# IMPORT DATA

In [None]:
import numpy as np 
import pandas as pd 

db = pd.read_csv('/kaggle/input/ecommerce-users-of-a-french-c2c-fashion-store/6M-0K-99K.users.dataset.public.csv')
db.head()

# Data Pre-visualization
Finding the related attributes for further analysis using correlation matrix

In [None]:
db.info()

# DATA CLEANING 
   1. Check missing values and the skewness of the data
   2. Data pre-visualization

## 1. Data checking

In [None]:
#checking if there is any missing value
db.isna().sum()

In [None]:
db.skew() # skew() function is used to check skewness in data

## 2. Data pre-visualiztion

Basic information of users 

In [None]:
%matplotlib inline
import matplotlib as plt
from matplotlib import pyplot
group_names=['False','True']
q=pyplot.bar(group_names, db['hasAnyApp'].value_counts())

# set x/y labels and plot title
plt.pyplot.xlabel("hasAnyApp")
plt.pyplot.ylabel("Count")
plt.pyplot.title("hasAnyApp Bins")

Most of the users did not use the mobile app

In [None]:
df_group_two = db[['hasAnyApp','productsBought','productsSold']]
df_group_two = df_group_two.groupby(['hasAnyApp'],as_index=False).agg([np.sum,np.mean])
df_group_two

Users with mobile app have sightly higher buying power;
Buyers without mobile app tend to have slightly higher selling power

In [None]:
%matplotlib inline
import matplotlib as plt
from matplotlib import pyplot
group_names=['mrs','mr','miss']
pyplot.bar(group_names, height=db['civilityTitle'].value_counts())

# set x/y labels and plot title
plt.pyplot.xlabel("civilityTitle")
plt.pyplot.ylabel("Count")
plt.pyplot.title("civilityTitle Bins")

Married women seem to be the most active users on this site

In [None]:
df_group_one = db[['civilityTitle','productsBought','productsSold']]
df_group_one = df_group_one.groupby(['civilityTitle'],as_index=False).agg([np.sum,np.mean])
df_group_one

Although single female is the smallest group of users, its buying power is the highest

In [None]:
%matplotlib inline
import matplotlib as plt
from matplotlib import pyplot
group_names=['en', 'fr', 'it', 'de', 'es']
q=pyplot.bar(group_names, db['language'].value_counts())

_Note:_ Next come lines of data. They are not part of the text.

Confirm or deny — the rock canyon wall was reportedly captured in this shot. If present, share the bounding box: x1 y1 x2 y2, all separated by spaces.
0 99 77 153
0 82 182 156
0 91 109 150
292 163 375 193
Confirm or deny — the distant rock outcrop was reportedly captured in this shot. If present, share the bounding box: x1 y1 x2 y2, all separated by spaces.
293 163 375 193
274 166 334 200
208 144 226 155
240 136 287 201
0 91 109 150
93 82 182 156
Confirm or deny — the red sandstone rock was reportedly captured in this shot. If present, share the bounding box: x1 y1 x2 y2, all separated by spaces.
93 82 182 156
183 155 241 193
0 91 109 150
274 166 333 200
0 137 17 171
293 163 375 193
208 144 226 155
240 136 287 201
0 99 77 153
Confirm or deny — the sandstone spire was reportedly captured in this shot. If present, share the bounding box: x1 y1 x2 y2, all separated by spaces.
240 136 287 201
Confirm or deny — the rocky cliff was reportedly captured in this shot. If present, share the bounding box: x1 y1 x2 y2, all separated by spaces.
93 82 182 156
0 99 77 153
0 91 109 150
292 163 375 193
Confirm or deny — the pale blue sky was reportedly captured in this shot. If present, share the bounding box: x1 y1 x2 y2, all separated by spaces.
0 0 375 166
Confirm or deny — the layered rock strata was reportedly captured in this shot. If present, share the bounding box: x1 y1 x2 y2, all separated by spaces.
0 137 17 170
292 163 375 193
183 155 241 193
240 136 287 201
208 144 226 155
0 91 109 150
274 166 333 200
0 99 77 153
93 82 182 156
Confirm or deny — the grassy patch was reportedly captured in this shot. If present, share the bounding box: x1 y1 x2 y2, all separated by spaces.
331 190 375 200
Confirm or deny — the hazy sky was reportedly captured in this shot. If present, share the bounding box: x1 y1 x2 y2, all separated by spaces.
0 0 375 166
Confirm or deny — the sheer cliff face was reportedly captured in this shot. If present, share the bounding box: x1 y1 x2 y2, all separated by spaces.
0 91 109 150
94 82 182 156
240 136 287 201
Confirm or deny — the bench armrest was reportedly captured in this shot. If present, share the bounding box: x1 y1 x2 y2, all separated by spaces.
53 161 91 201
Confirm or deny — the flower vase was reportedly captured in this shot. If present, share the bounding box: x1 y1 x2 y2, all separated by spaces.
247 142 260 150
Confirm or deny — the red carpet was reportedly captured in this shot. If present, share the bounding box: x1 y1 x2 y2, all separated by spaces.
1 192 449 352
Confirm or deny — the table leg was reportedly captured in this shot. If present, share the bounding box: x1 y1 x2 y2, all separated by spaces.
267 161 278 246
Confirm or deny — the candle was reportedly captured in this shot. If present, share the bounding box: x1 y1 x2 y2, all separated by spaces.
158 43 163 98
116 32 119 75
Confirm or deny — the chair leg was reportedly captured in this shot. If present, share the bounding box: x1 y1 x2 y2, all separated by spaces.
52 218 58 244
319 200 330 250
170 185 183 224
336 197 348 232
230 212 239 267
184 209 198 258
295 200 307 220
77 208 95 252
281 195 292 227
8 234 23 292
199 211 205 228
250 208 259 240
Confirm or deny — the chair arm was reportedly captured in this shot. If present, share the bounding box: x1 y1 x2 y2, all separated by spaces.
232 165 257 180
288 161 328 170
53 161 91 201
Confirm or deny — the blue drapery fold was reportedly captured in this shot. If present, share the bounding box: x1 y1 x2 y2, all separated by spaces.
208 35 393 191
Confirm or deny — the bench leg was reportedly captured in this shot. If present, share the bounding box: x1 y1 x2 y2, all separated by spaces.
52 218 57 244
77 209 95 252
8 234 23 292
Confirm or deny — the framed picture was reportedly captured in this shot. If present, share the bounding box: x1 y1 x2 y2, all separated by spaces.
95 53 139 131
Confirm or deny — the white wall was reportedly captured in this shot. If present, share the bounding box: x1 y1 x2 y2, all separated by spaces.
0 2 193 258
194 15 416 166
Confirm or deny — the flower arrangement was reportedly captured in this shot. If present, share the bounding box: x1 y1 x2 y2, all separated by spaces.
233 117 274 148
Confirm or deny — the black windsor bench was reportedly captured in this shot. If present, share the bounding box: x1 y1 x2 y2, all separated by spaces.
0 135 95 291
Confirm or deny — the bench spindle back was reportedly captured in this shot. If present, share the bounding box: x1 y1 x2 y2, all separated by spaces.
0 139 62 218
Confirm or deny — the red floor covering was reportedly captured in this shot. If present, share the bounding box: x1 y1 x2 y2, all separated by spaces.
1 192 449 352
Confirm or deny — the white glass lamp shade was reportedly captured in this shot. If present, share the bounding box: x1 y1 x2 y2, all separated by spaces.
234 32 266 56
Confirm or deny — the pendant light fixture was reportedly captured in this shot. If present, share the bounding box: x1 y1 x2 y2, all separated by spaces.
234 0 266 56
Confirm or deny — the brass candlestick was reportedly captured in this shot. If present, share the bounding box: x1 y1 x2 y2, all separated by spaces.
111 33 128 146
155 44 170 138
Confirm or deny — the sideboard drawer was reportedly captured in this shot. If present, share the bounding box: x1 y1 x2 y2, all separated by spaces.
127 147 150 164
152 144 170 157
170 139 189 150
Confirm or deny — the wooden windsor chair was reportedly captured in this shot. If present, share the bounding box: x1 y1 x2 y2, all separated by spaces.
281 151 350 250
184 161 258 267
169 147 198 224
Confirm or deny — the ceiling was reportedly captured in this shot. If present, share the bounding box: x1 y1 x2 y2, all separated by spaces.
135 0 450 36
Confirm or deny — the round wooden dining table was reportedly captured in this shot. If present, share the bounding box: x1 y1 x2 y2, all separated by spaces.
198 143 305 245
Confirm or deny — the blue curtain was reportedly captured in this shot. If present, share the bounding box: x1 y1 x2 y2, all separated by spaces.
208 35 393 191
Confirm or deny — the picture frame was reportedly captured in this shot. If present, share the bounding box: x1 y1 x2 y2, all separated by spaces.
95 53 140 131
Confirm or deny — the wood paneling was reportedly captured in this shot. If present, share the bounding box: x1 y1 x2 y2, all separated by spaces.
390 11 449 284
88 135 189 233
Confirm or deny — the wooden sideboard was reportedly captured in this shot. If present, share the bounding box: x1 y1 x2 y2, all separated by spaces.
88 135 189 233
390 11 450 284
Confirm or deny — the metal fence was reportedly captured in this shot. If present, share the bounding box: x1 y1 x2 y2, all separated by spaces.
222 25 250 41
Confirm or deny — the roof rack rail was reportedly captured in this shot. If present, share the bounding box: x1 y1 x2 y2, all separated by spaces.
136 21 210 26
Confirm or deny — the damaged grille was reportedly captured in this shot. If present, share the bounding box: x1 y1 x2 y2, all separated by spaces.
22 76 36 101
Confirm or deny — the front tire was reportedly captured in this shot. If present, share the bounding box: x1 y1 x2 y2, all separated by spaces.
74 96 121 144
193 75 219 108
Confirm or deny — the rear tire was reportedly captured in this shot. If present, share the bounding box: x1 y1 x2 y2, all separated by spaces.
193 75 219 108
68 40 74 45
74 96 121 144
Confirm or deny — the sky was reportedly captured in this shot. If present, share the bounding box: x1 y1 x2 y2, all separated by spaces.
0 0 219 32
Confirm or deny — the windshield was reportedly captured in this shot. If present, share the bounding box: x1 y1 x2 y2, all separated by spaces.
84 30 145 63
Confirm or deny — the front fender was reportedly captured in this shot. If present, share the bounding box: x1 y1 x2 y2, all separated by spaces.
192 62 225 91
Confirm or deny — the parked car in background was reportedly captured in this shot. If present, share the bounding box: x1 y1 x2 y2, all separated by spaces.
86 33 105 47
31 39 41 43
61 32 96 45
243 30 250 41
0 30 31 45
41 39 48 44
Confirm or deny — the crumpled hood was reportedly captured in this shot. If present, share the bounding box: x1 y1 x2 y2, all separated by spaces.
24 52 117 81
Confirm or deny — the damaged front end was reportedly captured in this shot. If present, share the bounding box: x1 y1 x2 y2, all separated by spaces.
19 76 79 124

# set x/y labels and plot title
plt.pyplot.xlabel("language using on the site")
plt.pyplot.ylabel("Count")
plt.pyplot.title("language Bins")

In [None]:
df_group_three = db[['language','productsBought','productsSold']]
df_group_three = df_group_three.groupby(['language'],as_index=False).agg([np.sum,np.mean])
df_group_three

Users' first prefer language is English, and the second one is French
However, they did not have the highest average productsBought and productsSold.

In [None]:
import seaborn as sns
sns.countplot(x='language',data=db,hue='civilityTitle') 

countplot tells us that there are more married females users globally.

# Segement the users
Determine the number of recommended clusters by using a dendogram:
   1. Remove redundant variable identifier hash: since this is unique for each row of data
   
        & variable type: since this remains the same for all data

        & variable country: since we could use the countryCode for analysis
        
        & variable gender & civilityTitle: since we could use civilityGenderId for analysis
   
   2. Encode string variable language, and countryCode; and boolean variables
   
   3. Draw the correlation matrix of filtered dataset
   
   4. Sample choosing for agglomerative dendogram drawing
   
   5. Define filter function

## 1. Remove variables

In [None]:
repeat_columns = []
# unused and repeated metadata are dropped
repeat_columns += ['identifierHash', 'type','country','gender','civilityTitle']
db1=db.drop(repeat_columns,axis=1)
db1.head()

## 2. Encode variables

In [None]:
from sklearn.preprocessing import OrdinalEncoder
ordinal_encoder = OrdinalEncoder()

string_columns = ['language','countryCode','hasAnyApp','hasAndroidApp','hasIosApp','hasProfilePicture']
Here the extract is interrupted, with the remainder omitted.